9.19.2009

Take A Break

I decided it was time to post. I have been really more introverted and narcissistic lately. Hence, no thoughts shared here for a time

I thought I would start off by sharing a little more of what the Lord has laid on my heart for this year.

The first few months I was at Doulos last year, my thought life was fairly consumed with mulling over what to do (at that time) next year. Consuming to the sinful point and where I had to start taking my thoughts captive. There were just so many things to consider. Which city in the world would I move to? What JOB to do. I left Korea and was not sure I wanted to return to teaching.

Anyhow, at one point I was seriously considering applying for House Director where I was living. I believe I would have enjoyed that position and that it would have been a good fit for me. The job is a two-year commitment and a fairly consuming job.

In the midst of seeking the Lord out about this, He clearly spoke to my heart, "Take a break." I feel like He continued to gently say this to me whenever I would pray about the future. Though this word did not tell me much, it definitely kept me from applying for House Director as that job would not have been a break.

During my time at Doulos, I do think I rested along the way. I have many sweet memories of just resting in His arms--sometimes peaceful, sometimes in tears, but just that feeling of being held by Him and cuddled in His embrace.

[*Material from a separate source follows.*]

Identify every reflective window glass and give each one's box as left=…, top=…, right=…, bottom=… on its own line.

Okay...this is a tangent.

A few weeks before being finished at Doulos, the Lord provided more rest. My original plan was to go straight from Branson to Atlanta. However, the Lord placed it on my sisters heart that I needed a vacation and she made it happen. She worked her magic and I got to to California for 10 days and it didn't cost me a thing. The Lord providing rest.

There really isn't a lot more to this than what I have shared. I am not sure what the Lord has for me this year--who ever really does? I have no idea what my job will look like. What I do know is that He wants me to take a break. Obviously, I will have a job. But what?

So here I am in Lawrenceville, Georgia. Today is my one week anniversary. I have no idea what the Lord has for me here. I am not sure what this year will look like. But in it, I want to be obedient to Him as He reveals to me what He means by, "Take a break."